Abstract
Venovenous bypass (VVB) is a technique used in liver transplantation (LT) to maintain hemodynamic stability and abdominal organ perfusion and thereby improve patient outcomes. Despite its perceived benefits, VVB
utilization has declined globally due to concerns related to heparinization, major bleeding and the need for expertise.
Recent advancements, such as percutaneous cannulation techniques and improved extracorporeal technology have
improved the safety of VVB in LT. This paper presents a modified VVB circuit with enhanced safety features.
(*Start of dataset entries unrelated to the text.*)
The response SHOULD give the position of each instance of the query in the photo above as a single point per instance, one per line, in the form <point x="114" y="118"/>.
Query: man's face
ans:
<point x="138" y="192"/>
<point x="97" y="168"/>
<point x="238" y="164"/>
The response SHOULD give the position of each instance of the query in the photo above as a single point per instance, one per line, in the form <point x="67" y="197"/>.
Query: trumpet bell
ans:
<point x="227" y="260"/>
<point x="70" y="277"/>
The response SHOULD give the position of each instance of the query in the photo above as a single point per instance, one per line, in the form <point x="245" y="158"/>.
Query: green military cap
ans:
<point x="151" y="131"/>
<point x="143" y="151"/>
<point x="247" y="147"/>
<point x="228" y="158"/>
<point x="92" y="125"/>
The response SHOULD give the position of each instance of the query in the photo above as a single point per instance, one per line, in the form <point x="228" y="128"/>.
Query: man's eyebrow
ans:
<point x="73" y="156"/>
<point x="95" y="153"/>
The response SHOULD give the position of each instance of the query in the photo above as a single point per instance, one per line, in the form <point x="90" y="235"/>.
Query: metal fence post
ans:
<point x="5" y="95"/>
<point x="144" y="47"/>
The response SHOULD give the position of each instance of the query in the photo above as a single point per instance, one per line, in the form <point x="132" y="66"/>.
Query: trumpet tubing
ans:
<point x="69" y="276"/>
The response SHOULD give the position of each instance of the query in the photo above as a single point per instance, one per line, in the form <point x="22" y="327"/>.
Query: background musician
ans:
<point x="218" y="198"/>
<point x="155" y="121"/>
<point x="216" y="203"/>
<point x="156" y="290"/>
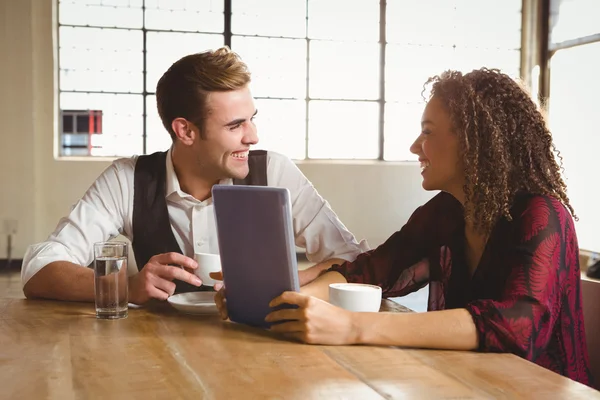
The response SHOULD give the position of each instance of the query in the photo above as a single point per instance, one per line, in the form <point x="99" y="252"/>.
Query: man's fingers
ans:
<point x="156" y="293"/>
<point x="170" y="272"/>
<point x="286" y="314"/>
<point x="296" y="298"/>
<point x="175" y="258"/>
<point x="220" y="301"/>
<point x="217" y="275"/>
<point x="165" y="285"/>
<point x="289" y="327"/>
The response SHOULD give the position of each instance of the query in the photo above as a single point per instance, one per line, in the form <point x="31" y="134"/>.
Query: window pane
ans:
<point x="487" y="23"/>
<point x="344" y="70"/>
<point x="402" y="126"/>
<point x="121" y="121"/>
<point x="414" y="22"/>
<point x="278" y="66"/>
<point x="343" y="129"/>
<point x="409" y="66"/>
<point x="468" y="59"/>
<point x="157" y="137"/>
<point x="573" y="106"/>
<point x="281" y="126"/>
<point x="164" y="48"/>
<point x="118" y="14"/>
<point x="181" y="15"/>
<point x="574" y="18"/>
<point x="344" y="20"/>
<point x="100" y="59"/>
<point x="269" y="17"/>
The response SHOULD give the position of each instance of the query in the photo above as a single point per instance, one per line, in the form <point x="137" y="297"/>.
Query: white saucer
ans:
<point x="194" y="302"/>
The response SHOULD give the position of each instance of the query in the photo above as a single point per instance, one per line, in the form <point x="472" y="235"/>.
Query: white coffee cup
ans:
<point x="207" y="263"/>
<point x="355" y="296"/>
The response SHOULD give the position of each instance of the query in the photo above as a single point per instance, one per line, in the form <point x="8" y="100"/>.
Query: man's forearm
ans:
<point x="447" y="329"/>
<point x="310" y="274"/>
<point x="61" y="280"/>
<point x="320" y="287"/>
Cannulation plays a pivotal role in VVB establishment, with percutaneous methods increasingly favored. Studies
demonstrate VVB’sefficacy in improving patient outcomes with lower incidence of acute kidney injury and reduced
operative time and blood loss, with no added morbidity or mortality. However, its routine use faces challenges, with
alternative techniques gaining traction. Our experience highlights VVB’s role in various clinical scenarios, including
patients with high Model for End-Stage Liver Disease (MELD) scores, challenging surgical anatomy, portal vein
thrombosis and pre-existing cardiovascular disease, emphasizing its safety and efficacy. Continued research is needed to optimize VVB techniques and ensure better outcomes for liver transplant recipients.